MapAnything: Mapping Urban Assets using Single Street-View Images
This addresses the need for up-to-date urban condition databases for city administrations, though it is incremental as it builds on existing metric depth estimation models.
The paper tackles the problem of automatically mapping urban assets like traffic signs and road damage from single street-view images to reduce manual database maintenance, achieving validated accuracy against LiDAR point clouds across different distance intervals and semantic areas.

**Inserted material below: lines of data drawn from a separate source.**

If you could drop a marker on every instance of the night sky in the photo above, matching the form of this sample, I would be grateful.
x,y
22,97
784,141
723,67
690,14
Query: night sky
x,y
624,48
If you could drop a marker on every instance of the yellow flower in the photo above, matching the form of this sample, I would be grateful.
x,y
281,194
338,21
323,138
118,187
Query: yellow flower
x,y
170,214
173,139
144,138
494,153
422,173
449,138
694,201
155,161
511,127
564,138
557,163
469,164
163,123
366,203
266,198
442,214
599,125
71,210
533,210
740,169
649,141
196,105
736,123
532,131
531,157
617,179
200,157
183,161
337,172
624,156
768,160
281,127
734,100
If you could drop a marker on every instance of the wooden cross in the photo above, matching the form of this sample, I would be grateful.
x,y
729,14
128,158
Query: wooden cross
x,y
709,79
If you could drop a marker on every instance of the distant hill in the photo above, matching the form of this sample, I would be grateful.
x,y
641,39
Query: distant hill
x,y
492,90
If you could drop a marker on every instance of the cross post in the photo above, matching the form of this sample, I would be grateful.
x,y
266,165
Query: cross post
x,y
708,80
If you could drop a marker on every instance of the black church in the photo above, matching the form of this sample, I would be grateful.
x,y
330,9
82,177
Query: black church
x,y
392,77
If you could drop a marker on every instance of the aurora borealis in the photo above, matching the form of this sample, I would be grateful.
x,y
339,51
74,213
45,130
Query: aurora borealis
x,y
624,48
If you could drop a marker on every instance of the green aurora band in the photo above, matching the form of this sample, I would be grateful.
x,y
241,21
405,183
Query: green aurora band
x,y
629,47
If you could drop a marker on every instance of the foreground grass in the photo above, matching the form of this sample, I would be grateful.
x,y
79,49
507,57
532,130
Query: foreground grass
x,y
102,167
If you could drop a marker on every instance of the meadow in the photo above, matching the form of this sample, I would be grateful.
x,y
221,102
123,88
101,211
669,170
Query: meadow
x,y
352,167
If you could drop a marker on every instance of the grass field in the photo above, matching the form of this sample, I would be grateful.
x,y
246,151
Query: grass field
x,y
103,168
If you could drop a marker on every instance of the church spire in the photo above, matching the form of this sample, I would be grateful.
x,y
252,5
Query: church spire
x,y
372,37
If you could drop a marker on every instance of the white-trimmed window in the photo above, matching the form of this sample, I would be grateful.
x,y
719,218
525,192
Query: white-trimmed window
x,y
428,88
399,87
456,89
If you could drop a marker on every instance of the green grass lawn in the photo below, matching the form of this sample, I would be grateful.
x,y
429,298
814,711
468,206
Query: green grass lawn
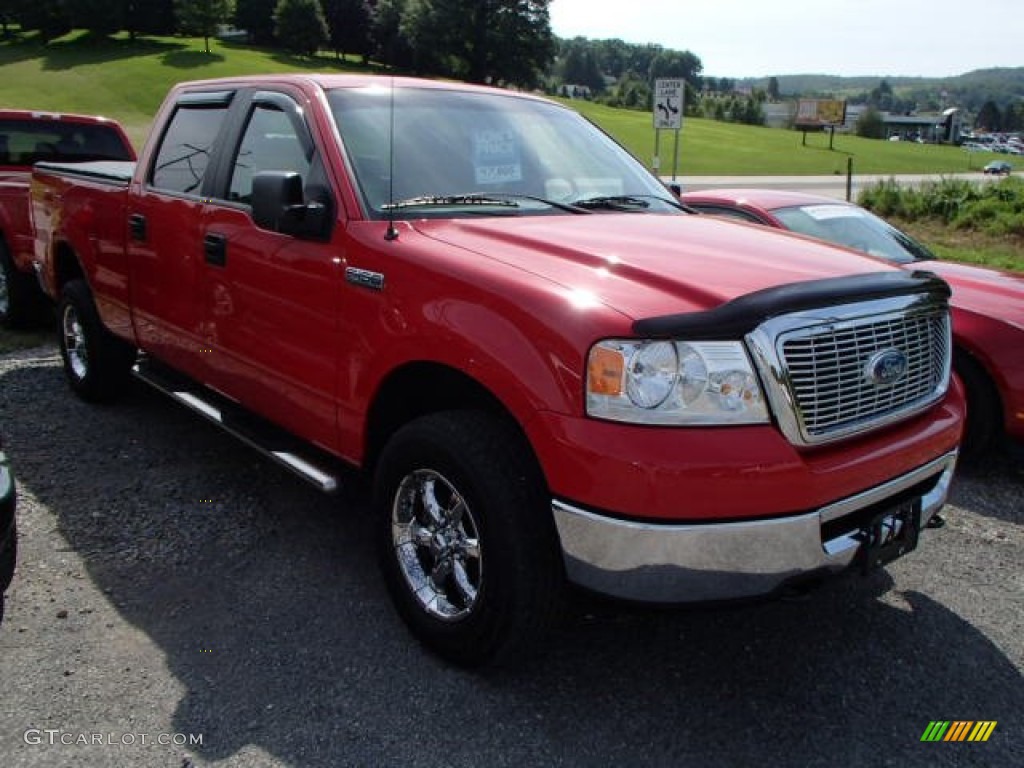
x,y
126,80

To maintain an overview of urban conditions, city administrations manage databases of objects like traffic signs and trees, complete with their geocoordinates. Incidents such as graffiti or road damage are also relevant. As digitization increases, so does the need for more data and up-to-date databases, requiring significant manual effort. This paper introduces MapAnything, a module that automatically determines the geocoordinates of objects using individual images. Utilizing advanced Metric Depth Estimation models, MapAnything calculates geocoordinates based on the object's distance from the camera, geometric principles, and camera specifications. We detail and validate the module, providing recommendations for automating urban object and incident mapping. Our evaluation measures the accuracy of estimated distances against LiDAR point clouds in urban environments, analyzing performance across distance intervals and semantic areas like roads and vegetation. The module's effectiveness is demonstrated through practical use cases involving traffic signs and road damage.